Re: Silver Tabby's Scribblings !
Don't let any of our American members see this golden oldie!
ON THE GULLIBILITY OF AMERICAN TOURISTS
She was large, loud, and extremely rude – elbowing me out of her way at the Newsagents counter – cutting across my conversation without even an “excuse me” ! She needed change for the “laundermat” and flung a handful of coins onto the counter, complaining bitterly that she “didn’t understand British money”. Were we not forced into decimalisation to please such as she ?
I picked up my paper and my own change and beat a hasty retreat – thinking dark thoughts about brash Americans. However it was a bright sunny morning and my good humour was restored as I approached Bootham Park Hospital and saw the squirrels playing. Two of them had hopped into a concrete litterbin by the gates and were having a fine time throwing out empty crisp packets and apple cores in their search for more appetising leftovers. I smiled, and was about to walk on – when my ears were once again assaulted by that raucous Brooklyn accent – not only that, but she had the temerity to grasp my arm as she bellowed the question “Geez, am I seeing things ?”, as an empty coca-cola tin flew out – apparently of its own accord. The squirrels fell silent - probably stunned by the decibels !
Now, I am not normally unfriendly to tourists, but I had had enough of this particular person, and a mischievous imp took my tongue – the ensuing conversation went thus : -
Me: It is an automatic litterbin, do you not have them in America?
Tourist: Geez, an automatic garbage bin? No, we don’t have those in the States – how do they work?
Me: I am not sure precisely how they work, but it has to do with photoelectric cells. Do you see the road sweeper over there ? (one had conveniently appeared near the Registry office on the opposite side of the road) Well, normally he has to follow the traffic and stay on the left of the road, but, as he comes within a certain distance of one of these special bins, so an electric impulse triggers a small spring and, if the bin needs emptying, a few items are thrown out to attract his attention. He may then come across and empty it himself or radio in for a dustcart if his own barrow is too full to cope.
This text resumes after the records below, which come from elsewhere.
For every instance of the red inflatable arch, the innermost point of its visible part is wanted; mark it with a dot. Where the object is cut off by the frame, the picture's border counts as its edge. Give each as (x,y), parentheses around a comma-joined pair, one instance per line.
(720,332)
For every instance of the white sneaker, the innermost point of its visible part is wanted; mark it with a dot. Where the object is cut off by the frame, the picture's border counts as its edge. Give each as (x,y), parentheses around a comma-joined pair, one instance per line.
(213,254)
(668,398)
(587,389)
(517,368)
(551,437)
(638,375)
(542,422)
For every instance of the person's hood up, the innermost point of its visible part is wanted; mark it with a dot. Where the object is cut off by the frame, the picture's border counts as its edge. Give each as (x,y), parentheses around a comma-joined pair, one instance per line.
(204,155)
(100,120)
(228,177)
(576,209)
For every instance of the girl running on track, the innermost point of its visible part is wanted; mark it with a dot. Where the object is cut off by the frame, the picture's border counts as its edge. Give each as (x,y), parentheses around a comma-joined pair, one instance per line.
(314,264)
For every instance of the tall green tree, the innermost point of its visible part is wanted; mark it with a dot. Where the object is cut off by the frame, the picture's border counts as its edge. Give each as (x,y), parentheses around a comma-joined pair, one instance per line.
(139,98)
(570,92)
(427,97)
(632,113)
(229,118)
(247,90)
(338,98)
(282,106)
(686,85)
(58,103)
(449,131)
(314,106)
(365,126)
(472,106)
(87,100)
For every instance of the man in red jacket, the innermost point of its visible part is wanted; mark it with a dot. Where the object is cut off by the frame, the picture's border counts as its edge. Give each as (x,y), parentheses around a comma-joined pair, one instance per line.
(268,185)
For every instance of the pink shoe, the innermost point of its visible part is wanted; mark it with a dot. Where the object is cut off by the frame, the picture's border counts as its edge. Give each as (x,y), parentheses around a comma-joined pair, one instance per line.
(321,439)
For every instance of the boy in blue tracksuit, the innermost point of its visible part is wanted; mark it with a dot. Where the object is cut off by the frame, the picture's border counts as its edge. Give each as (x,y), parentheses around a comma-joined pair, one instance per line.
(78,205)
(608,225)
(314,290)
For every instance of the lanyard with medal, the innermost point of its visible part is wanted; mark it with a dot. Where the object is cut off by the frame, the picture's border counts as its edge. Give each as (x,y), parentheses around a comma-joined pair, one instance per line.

Tourist: Geez, how fantastic – that is truly amazing – can’t wait to tell them back home!
Leaving her gaping in wonderment at the litterbin I continued on my way to work – saying a silent “thank you” to the squirrels for not giving me away. I actually made it into the next street before startling several passers by bursting out laughing with unholy glee!
I wonder if she is still there?
13th September, 1983
Footnote:
This was published in the NHS staff magazine in October 1983.